Gewußt? Betriebliches Eingliederungsmanagement (BEM) des § 84 SGB IX gilt für jeden Arbeitgeber!
Das BEM muss vom Arbeitgeber jedem Arbeitnehmer angeboten werden!
Das BEM (betriebliches Eingliederungsmangement) ist seit 2004 in § 84 Abs. 2 SGB IX gesetzlich geregelt. Die Vorschrift sieht vor, dass Beschäftigten, wenn sie innerhalb eines Zeitraums von 12 Monaten länger als sechs Wochen wiederholt oder im Zusammenahng arbeitsunfähig sind/waren das betriebliche Eingliederungsmangement des Arbeitgebers in Anspruch nehmen dürfen. Dies gilt unabhängig von der Anzahl der Beschäftigten eines Unternehmens.

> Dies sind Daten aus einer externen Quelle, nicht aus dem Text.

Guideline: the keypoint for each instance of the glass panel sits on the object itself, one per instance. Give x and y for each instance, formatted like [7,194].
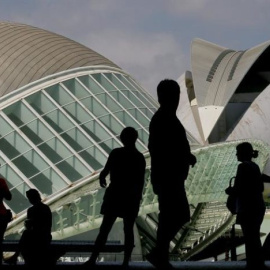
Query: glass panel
[67,168]
[30,163]
[109,102]
[94,157]
[40,103]
[93,106]
[59,94]
[76,88]
[111,124]
[103,81]
[91,84]
[5,127]
[126,119]
[139,117]
[37,132]
[20,114]
[115,81]
[13,145]
[17,187]
[140,95]
[48,182]
[122,99]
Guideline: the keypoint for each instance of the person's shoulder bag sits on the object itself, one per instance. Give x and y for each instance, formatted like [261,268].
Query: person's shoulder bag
[232,198]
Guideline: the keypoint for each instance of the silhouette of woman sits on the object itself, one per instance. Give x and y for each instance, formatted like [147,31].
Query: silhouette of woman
[4,194]
[250,206]
[35,241]
[126,166]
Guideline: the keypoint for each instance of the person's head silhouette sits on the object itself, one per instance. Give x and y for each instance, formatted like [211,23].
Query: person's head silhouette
[128,136]
[168,92]
[33,196]
[245,152]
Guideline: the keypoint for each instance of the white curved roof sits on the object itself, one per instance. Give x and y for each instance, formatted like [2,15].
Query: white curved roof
[217,72]
[29,53]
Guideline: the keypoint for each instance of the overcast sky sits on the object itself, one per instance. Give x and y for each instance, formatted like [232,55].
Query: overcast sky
[149,39]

Als Fachanwalt für Arbeitsrecht erlebe ich immer wieder, dass Arbeitgeber, insbesondere in Kleinbetrieben, betreffend der Anwendbarkeit des § 84 SGB IX sich im unklaren sind: „Wie – das gilt doch nicht für mich mit meinen 5 Mitarbeitern?„
Besondere arbeitsrechtliche Brisanz hat das BEM dann, wenn der Arbeitgeber aus personenbedingten Gründen (z.B. langandauernde Erkrankung) kündigen möchte, aber ein BEM nicht ordnungsgemäss durchgeführt hat. Das BAG (Bundesarbeitsgericht) hat hier strenge Grundsätze aufgestellt:
BAG 13.5.2015 – 2 AZR 565/4
Führt der Arbeitgeber ein betriebliches Eingliederungsmanagement (BEM) nicht durch, obwohl die Voraussetzungen nach § 84 II SGB IX gegeben waren, ist die Folge eine erhöhte Darlegungslast im Hinblick auf alternative, leidensgerechte Beschäftigungsmöglichkeiten, die im Rahmen der Interessenabwägung zu prüfen sind. Ist denkbar, dass ein BEM ein positives Ergebnis erbracht hätte, muss sich der Arbeitgeber regelmäßig vorhalten lassen, er habe „vorschnell“ gekündigt mit der Folge, dass die Kündigung unwirksam ist.
BAG 20.11.2014 – 2 AZR 755/13
Ein Arbeitgeber erfüllt die ihm obliegende Initiativpflicht zur Durchführung eines BEM nur, wenn er den Arbeitnehmer zuvor nach § 84 II SGB IX die Ziele des betrieblichen Eingliederungsmanagements sowie Art und Umfang der dabei erhobenen Daten hingewiesen hat.
In diesem Sinne auch: LAG Hamburg Urteil vom 08.06.2017 – 7 Sa 20/17
Der Hinweis auf eine Dienstvereinbarung zum BEM, die ihrerseits Regelungen zu den Zielen des betrieblichen Eingliederungsmanagements und dem Datenschutz enthält, ersetzt die konkrete Information des Arbeitnehmers im Sinne des § 84 II SGB IX nicht.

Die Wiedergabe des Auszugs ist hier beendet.